Samuel J. Trueblood, who is living on section 12, Belmont township, is the owner of a valuable farm which gives to him a gratifying income. He was born March 23, 1860, in Washington county, Indiana, his parents being Oliver and Mary (Harned) Trueblood, both of whom were natives of Indiana. Coming to Iowa, they settled in Belmont township, Warren county, in the spring of 1868. Further mention of them is made in connection with the sketch of Mrs. Oliver Trueblood on another page of this work. Mr.
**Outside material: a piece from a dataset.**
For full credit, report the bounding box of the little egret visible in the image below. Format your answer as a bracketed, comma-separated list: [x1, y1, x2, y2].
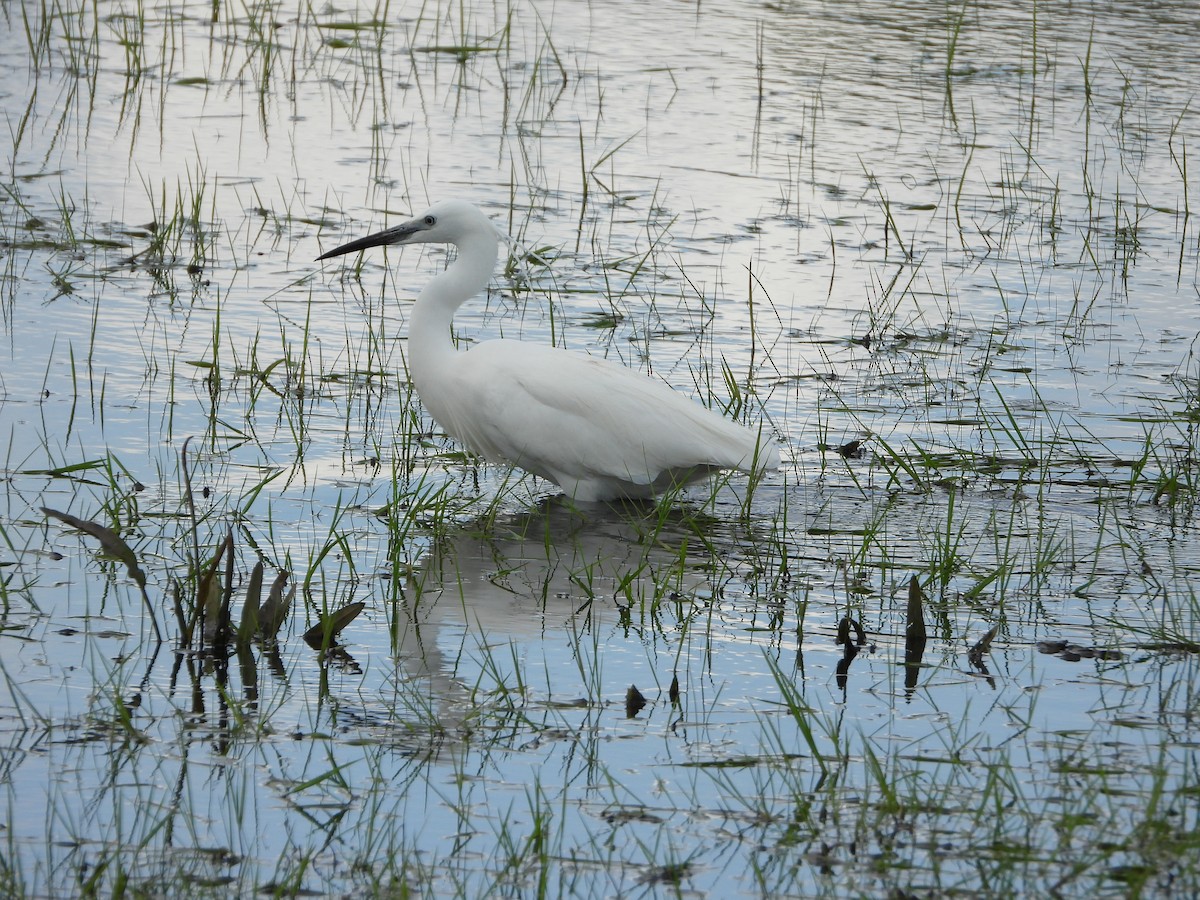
[317, 200, 779, 502]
Trueblood is one of eight children: Ella, now the wife of Louis Turner; Sibbie, the wife of Arthur Bailey, a resident of Milo; Charles E., who married Lillie Randolph and after her death wedded Della Graham, while he now makes his home in Winterset, Iowa, there he is engaged in preaching as a Methodist minister; Samuel J.; Allen, deceased; Curtis H., who married Izora Smith, and resides in Belmont; Clara B., the wife of Charles Tener, a resident of Kansas; and Ernest A., who married Addie McClelland and resides in Milo, being associated with the firm of McClelland & Company, dealers in general merchandise.
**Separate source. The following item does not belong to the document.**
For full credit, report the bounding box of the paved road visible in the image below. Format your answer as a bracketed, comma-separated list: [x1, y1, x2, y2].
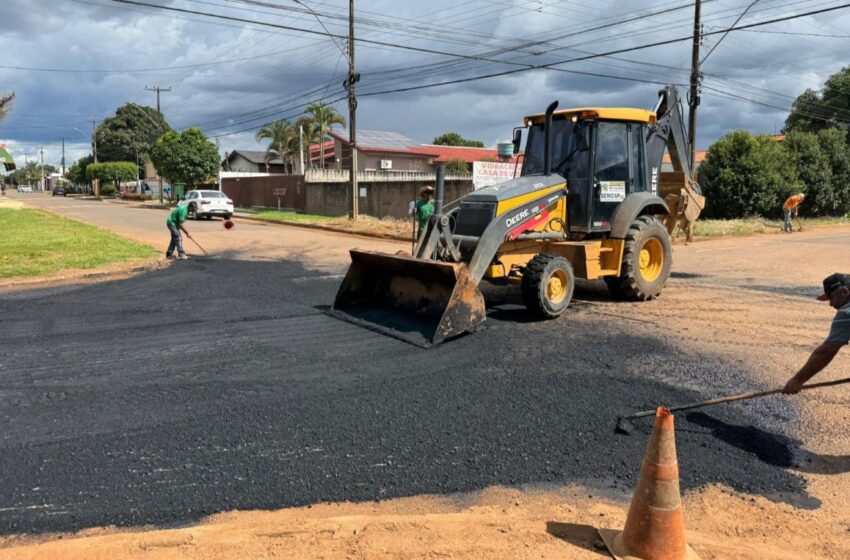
[18, 193, 400, 267]
[0, 195, 844, 534]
Samuel J. Trueblood was reared upon the home farm and early became acquainted with all of the tasks incident to the development of the fields. He started out for himself when about twenty years of age, having in the meantime acquired a fair English education in the public schools, while on the home farm he had gained intimate knowledge of the best methods of tilling the soil. His first business enterprise was the renting of a farm, which he conducted successfully for about two years, and with the capital he had acquired through his industry and careful expenditure he was able to purchase a place for himself and became owner of a tract of land in Belmont township which he brought under a high state of cultivation. Here he has resided continuously since and is known as one of the successful farmers of Warren county. He carries on general agricultural pursuits, raising the crops best adapted to soil and climate, and is also engaged in raising stock. The farm contains one hundred and sixty acres, situated about six and a half miles from Milo, and is splendidly improved, giving evidence in its well kept appearance of the careful supervision of the owner.
Mr. Trueblood was married November 20, 1890, to Miss Effie Crew, a daughter of David and Lydia (Smith) Crew, who were natives of Ohio, the latter of German descent. Unto Mr. and Mrs. Samuel J. Trueblood have been born five children, but Blanche died in childhood. The others, Oscar C., Ethel, David Elton and Clarence A. are all at home. The parents are members of the Society of Friends, who own a nice church building in the neighborhood. Mr. Trueblood has always voted with the republican party until within the last few years, when he has given his support to the prohibition party, because it embodies his ideas on the temperance question. He has been a school director for a number of terms and is one of the progressive young men of his township, highly esteemed for his personal traits of character as well as his business enterprise, integrity and ability.